The Year of AI Agents: 2024
As we enter 2024, the increased use of artificial intelligence agents is obviously going to change how our technology looks like. So what are these AI agents anyway? To fully appreciate their significance, we should consider some recent movements within the field of generative AI.
From Solo Models to Compound AI Systems
In the traditional sense, AI models have been existing as separate entities and constrained by the data they were trained on. This naturally limits their knowledge and therefore restricts what they can do. Moreover, adapting these models requires significant investment in data and resources. Let’s illustrate this with a product management scenario.
Imagine you’re a product manager preparing a comprehensive market analysis for a new product launch. You need to gather insights from various data sources: market trends, competitor analysis, customer feedback, and sales data. A single AI model might help generate a preliminary report but its constraints become apparent quickly; no real-time sales information; lack of detailed competitor strategies; insufficient customer feedback nuances.
Enter Compound AI Systems
For such complex tasks as market analysis have compound AI systems come in handy. These systems incorporate various aspects of artificial intelligence models into coherent processes aimed at providing solutions to intricate problems through the use of multiple components.
Let’s create a structure to facilitate our market analysis. We start with an AI model that can generate a basic report.
This model is then merged with several data sources:
- Market Trends API: Gives timely industry trend information.
- Competitor Analysis Tool: “Fetches” competitor websites and market reports.
- Customer Feedback Database: Accesses customer reviews and social media comments.

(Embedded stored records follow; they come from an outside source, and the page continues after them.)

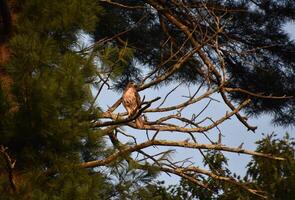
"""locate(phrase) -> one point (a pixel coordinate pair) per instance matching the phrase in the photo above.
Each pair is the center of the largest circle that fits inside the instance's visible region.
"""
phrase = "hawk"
(131, 101)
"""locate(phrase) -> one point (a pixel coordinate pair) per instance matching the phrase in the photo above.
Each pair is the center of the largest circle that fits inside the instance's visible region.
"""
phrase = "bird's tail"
(139, 122)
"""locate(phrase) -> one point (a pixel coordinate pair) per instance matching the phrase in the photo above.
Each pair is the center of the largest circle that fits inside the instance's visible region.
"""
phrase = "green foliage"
(50, 129)
(274, 178)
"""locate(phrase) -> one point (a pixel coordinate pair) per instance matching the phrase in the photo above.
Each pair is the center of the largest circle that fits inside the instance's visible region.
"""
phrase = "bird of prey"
(131, 101)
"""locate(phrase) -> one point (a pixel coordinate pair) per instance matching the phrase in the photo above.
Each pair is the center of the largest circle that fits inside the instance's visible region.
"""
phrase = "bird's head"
(131, 84)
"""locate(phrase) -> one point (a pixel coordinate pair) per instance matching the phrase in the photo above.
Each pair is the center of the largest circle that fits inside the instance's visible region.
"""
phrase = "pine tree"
(49, 126)
(253, 32)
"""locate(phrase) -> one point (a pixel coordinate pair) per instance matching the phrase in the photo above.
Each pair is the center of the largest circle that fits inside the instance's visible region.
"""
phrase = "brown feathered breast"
(131, 101)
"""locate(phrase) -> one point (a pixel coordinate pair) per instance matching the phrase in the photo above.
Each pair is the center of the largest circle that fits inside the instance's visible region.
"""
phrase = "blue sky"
(233, 131)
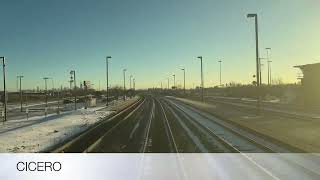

- Sales Data System: At present, it retrieves real time sales figures and projections.
In this compound AI system, the AI model generates the initial report, queries for the latest industry insights from Market Trends API, taps into Competitor Analysis Tool to glean competitor strategies, retrieves customer sentiments from the Feedback Database and integrates real-time sales data. What do you get? A comprehensive up-to-date market analysis.
The Shift to Agentic AI Systems
Compound AI systems are powerful but have predefined control logic which is rigid in many cases. This is where artificial intelligent agents come in, employing a more flexible approach that is dynamic as well. Artificial intelligence agents use large language models (LLMs) equipped with advanced reasoning capabilities to control the decision-making of compound AI systems.
Instead of having a static path, plans generated by AI agents dynamically evolve as they tackle complicated problems. They think about tasks and break them down into smaller components
Capabilities of AI Agents
- Reasoning: Detailed plans are generated by AI agents, and each step of the work is explained. For example in this market analysis scenario an agent would calculate what data sources to query first and how to incorporate the results from these data sources.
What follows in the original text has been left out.